Endari, an FDA-approved medicine-grade version of the dietary supplement L-glutamine, has been proven effective in reducing the level of pain in patients suffering from sickle cell disease.
Sickle cell disease is a genetic disorder that triggers the body to generate abnormal red blood cells. Acute pain crises are a serious complication of this disease that often land patients in the hospital.
Researchers found that Endari reduced the number of acute pain crises in sickle cell patients by 25% compared with a placebo. It also minimized hospitalizations by one-third.
“People who were on glutamine did a lot better than those patients who were on placebo in frequency of pain crises, frequency of hospitalization and duration of hospitalization,” said lead researcher Dr. Yutaka Niihara, Chairman and CEO of Emmaus Life Sciences that created Endari
Dr. Caterina Minniti, director of the Sickle Cell Center for Adults at Montefiore Medical Center in New York City believes that Endari will probably be used alongside hydroxyurea, an oral medication used for decades to treat sickle cell disease.
“The data shows an improvement in symptoms as far as pain, but the improvement is modest,” Minniti said of the Endari trial.
“In that sense, it’s not revolutionary. It’s additive.”
According to the U.S. National Institutes of Health, pain occurs when sickle cells group together in small blood vessels, blocking blood flow and decreasing oxygen delivery to specific areas of the body.
Dr. Niihara and his colleagues believe that the amino acid L-glutamine might help ease the pain by neutralizing oxidative stress in sickle red blood cells, enabling them to go back to their usual shape.
“The first patients I treated, their condition improved so much that people who used to be hospitalized every week to two weeks, they didn’t have to be hospitalized for a whole three months,” Dr. Niihara said.
“People on hydroxyurea and glutamine did better than people on hydroxyurea alone,” he added.
“We concluded that glutamine must have an additive effect on hydroxyurea.”
Endari was approved last year by the U.S. Food and Drug Administration (FDA) for treatment of sickle cell disease.

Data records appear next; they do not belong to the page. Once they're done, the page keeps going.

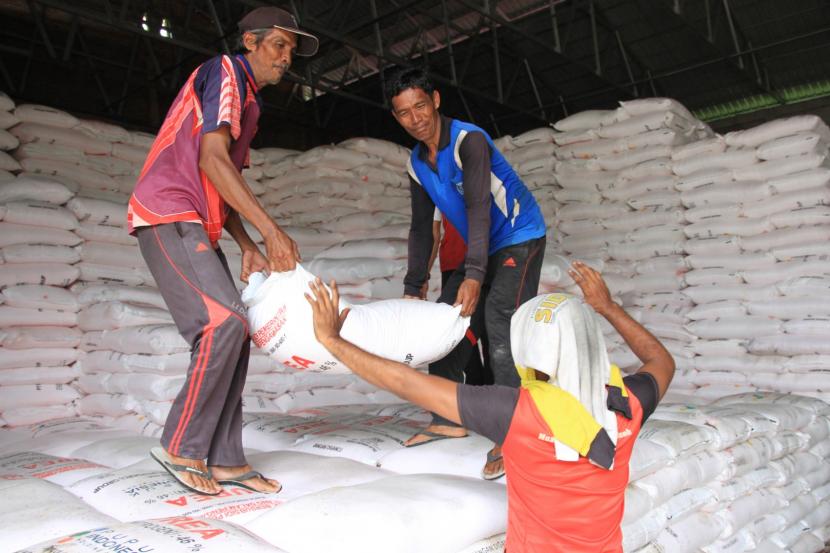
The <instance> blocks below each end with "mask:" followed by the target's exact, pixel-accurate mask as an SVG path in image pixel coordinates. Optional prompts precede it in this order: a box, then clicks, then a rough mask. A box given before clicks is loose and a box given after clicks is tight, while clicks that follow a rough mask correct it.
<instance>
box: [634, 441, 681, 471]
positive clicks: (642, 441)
mask: <svg viewBox="0 0 830 553" xmlns="http://www.w3.org/2000/svg"><path fill="white" fill-rule="evenodd" d="M673 460H674V452H673V451H672V450H671V449H669V448H668V447H666V446H664V445H661V444H658V443H657V442H653V441H651V440H647V439H643V438H640V437H638V439H637V441H636V442H635V443H634V450H633V452H632V454H631V460H630V461H629V471H630V476H629V480H630V481H632V482H634V481H636V480H639V479H640V478H643V477H645V476H648V475H649V474H652V473H654V472H657V471H658V470H660V469H662V468H664V467H666V466H668V465H669V464H670V463H671V462H673Z"/></svg>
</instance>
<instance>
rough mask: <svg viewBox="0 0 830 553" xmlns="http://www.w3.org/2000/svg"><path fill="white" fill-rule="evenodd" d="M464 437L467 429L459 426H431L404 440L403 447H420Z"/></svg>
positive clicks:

In addition, the U.S. Centers for Medicare and Medicaid Services agreed to cover the drug earlier this year.
According to Dr. Minniti, private insurance companies have followed suit.
Compared to hydroxyurea that costs $1,700 for a year, Endari costs approximately $40,515.
“Insurance most often covers it because the cost-effectiveness is there,” Dr. Minniti said.
“When you decrease even one episode of vaso-occlusive [acute pain] crisis in a patient with sickle cell disease, that’s five to seven days of hospitalization. That’s many, many thousands of dollars.”
Endari has been developed by Emmaus Life Sciences, a US-based biopharmaceutical company.
According to the U.S. Centers for Disease Control and Prevention, sickle cell disease affects approximately 100,000 people in the U.S., particularly African Americans.
The findings were published in the July 19 issue of the New England Journal of Medicine.